TOKYO — Japanese department store operator Takashimaya Co. reported falling yearly profits and sales and forecast more of the same as the economic crisis and weakened consumer demand hit the group’s results.

This story first appeared in the April 14, 2009 issue of WWD. Subscribe Today.

For the fiscal year on ending Feb. 28, net profit dropped 37.2 percent to 11.8 billion yen, or $117.7 million at average exchange, from a year ago. Sales declined 6.4 percent to 976.1 billion yen, or $9.73 billion.

Operating profit decreased 34.2 percent to 24.8 billion yen, or $247.3 million.

Takashimaya has been revamping its operations in an effort to help boost earnings, but those measures could only partly compensate for a 10 percent drop in sales for the second quarter.
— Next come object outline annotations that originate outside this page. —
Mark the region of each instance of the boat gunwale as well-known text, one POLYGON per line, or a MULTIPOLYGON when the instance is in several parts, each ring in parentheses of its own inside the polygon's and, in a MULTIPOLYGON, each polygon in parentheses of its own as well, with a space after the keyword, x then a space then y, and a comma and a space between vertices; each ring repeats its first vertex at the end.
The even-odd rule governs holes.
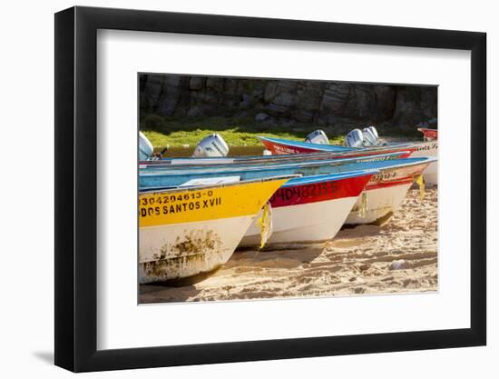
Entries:
POLYGON ((264 182, 277 182, 279 180, 289 180, 295 177, 301 177, 302 175, 299 174, 290 174, 288 175, 277 175, 277 176, 269 176, 264 178, 256 178, 256 179, 248 179, 248 180, 241 180, 239 182, 231 182, 231 183, 220 183, 216 185, 188 185, 184 187, 146 187, 144 190, 139 189, 139 196, 142 194, 160 194, 160 193, 176 193, 176 192, 191 192, 191 191, 201 191, 205 189, 212 189, 212 188, 222 188, 222 187, 230 187, 230 186, 235 186, 235 185, 251 185, 255 183, 264 183, 264 182))

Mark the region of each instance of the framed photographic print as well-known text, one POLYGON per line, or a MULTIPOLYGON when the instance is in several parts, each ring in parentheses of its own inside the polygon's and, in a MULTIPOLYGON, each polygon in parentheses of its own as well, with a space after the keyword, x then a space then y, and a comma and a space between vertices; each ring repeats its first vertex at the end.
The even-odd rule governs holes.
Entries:
POLYGON ((485 35, 55 15, 55 364, 485 344, 485 35))

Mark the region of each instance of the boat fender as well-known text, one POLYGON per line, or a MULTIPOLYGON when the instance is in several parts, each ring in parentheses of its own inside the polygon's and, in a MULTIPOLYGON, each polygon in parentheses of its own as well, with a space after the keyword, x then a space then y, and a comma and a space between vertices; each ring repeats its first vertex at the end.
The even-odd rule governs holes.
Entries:
POLYGON ((229 146, 220 135, 214 133, 204 137, 194 149, 192 157, 227 156, 229 146))
POLYGON ((320 129, 315 130, 314 132, 307 135, 307 138, 305 138, 305 142, 308 144, 329 145, 328 135, 326 135, 326 133, 324 133, 324 131, 320 129))
POLYGON ((417 185, 419 185, 419 199, 423 201, 425 198, 425 179, 423 178, 423 175, 417 175, 415 178, 415 182, 417 183, 417 185))
POLYGON ((348 132, 345 139, 347 141, 347 146, 361 147, 364 137, 360 129, 354 129, 348 132))
POLYGON ((265 244, 272 235, 272 206, 270 203, 267 202, 263 205, 263 212, 261 217, 258 219, 258 224, 260 227, 260 245, 259 248, 263 248, 265 244))
POLYGON ((145 161, 152 156, 154 148, 142 132, 139 132, 139 160, 145 161))

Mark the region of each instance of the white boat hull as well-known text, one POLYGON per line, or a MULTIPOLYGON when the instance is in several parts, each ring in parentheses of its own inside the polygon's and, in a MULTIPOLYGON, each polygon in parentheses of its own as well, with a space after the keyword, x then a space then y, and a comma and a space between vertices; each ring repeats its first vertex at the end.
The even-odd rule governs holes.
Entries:
POLYGON ((366 191, 367 209, 362 213, 362 194, 358 196, 345 224, 372 224, 395 213, 399 207, 412 182, 366 191))
POLYGON ((139 282, 161 282, 212 271, 232 255, 254 216, 141 228, 139 282))
MULTIPOLYGON (((438 142, 431 141, 418 144, 417 149, 411 154, 411 157, 417 158, 420 156, 438 156, 438 142)), ((431 163, 428 167, 423 172, 425 184, 428 185, 438 185, 438 162, 431 163)))
MULTIPOLYGON (((334 238, 357 197, 345 197, 272 209, 272 234, 267 244, 320 242, 334 238)), ((255 220, 258 220, 259 214, 255 220)), ((240 245, 260 244, 260 226, 255 221, 240 245)))

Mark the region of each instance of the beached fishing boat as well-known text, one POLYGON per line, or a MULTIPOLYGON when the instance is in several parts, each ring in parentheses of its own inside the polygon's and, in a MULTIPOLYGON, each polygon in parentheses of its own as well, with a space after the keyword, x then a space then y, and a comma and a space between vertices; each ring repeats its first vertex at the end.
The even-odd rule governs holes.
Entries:
POLYGON ((255 215, 289 177, 142 192, 140 283, 185 278, 225 264, 255 215))
MULTIPOLYGON (((259 137, 265 147, 276 155, 290 154, 310 154, 319 152, 349 152, 354 155, 365 156, 379 155, 383 153, 396 153, 410 151, 409 156, 437 156, 438 142, 412 142, 412 143, 393 143, 370 147, 347 147, 334 145, 310 144, 308 142, 290 141, 281 138, 259 137)), ((424 173, 425 182, 427 185, 437 184, 437 164, 430 165, 424 173)))
POLYGON ((291 179, 270 197, 269 207, 260 211, 240 245, 334 238, 366 185, 377 172, 366 170, 291 179))
MULTIPOLYGON (((383 156, 380 155, 380 156, 383 156)), ((361 170, 379 170, 371 178, 366 194, 358 200, 358 212, 348 216, 351 224, 369 224, 389 217, 404 199, 413 180, 419 177, 429 164, 436 158, 419 157, 391 160, 378 160, 377 155, 363 157, 360 160, 350 158, 349 163, 338 165, 335 160, 323 162, 301 162, 290 165, 233 165, 223 167, 201 167, 198 169, 141 171, 141 188, 161 188, 189 185, 195 180, 250 180, 282 175, 301 175, 312 176, 338 173, 358 172, 361 170), (372 193, 370 194, 370 192, 372 193)), ((294 179, 293 179, 294 180, 294 179)), ((290 182, 292 183, 292 181, 290 182)))
POLYGON ((400 207, 414 182, 419 185, 423 197, 425 184, 422 175, 435 158, 426 159, 426 163, 386 168, 375 174, 366 185, 362 195, 357 200, 345 224, 386 223, 400 207))
POLYGON ((438 139, 438 129, 418 127, 417 130, 423 133, 423 135, 425 136, 425 141, 436 141, 438 139))
MULTIPOLYGON (((393 159, 400 159, 406 157, 410 154, 410 151, 402 151, 397 153, 380 154, 377 155, 367 156, 355 156, 347 158, 331 158, 330 155, 325 155, 326 158, 320 159, 316 157, 314 159, 308 159, 308 155, 274 155, 275 157, 283 157, 282 159, 270 159, 269 157, 263 157, 264 159, 255 160, 237 160, 230 163, 216 164, 216 165, 140 165, 140 175, 173 175, 184 172, 196 172, 196 173, 218 173, 220 171, 236 170, 240 171, 246 169, 248 171, 261 170, 261 169, 279 169, 279 167, 318 167, 322 165, 343 165, 351 164, 360 164, 365 162, 375 161, 386 161, 393 159), (267 159, 269 158, 269 159, 267 159)), ((324 174, 324 173, 316 173, 324 174)), ((328 173, 327 173, 328 174, 328 173)), ((313 173, 309 175, 315 175, 313 173)))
The department store retailer, which plans to merge with Hankyu and Hanshin parent company H2O Retailing Corp. during the next few years, expects business to contract further during the fiscal year ending Feb. 28, 2010.

Takashimaya is predicting a 36.2 percent fall in net profit to 7.5 billion yen, or $74.9 million at current exchange, and a 8.2 percent decline in revenue to 896 billion yen, or $8.95 billion.

The department store said it plans to enter the Chinese market by opening its first flagship in Shanghai in 2012.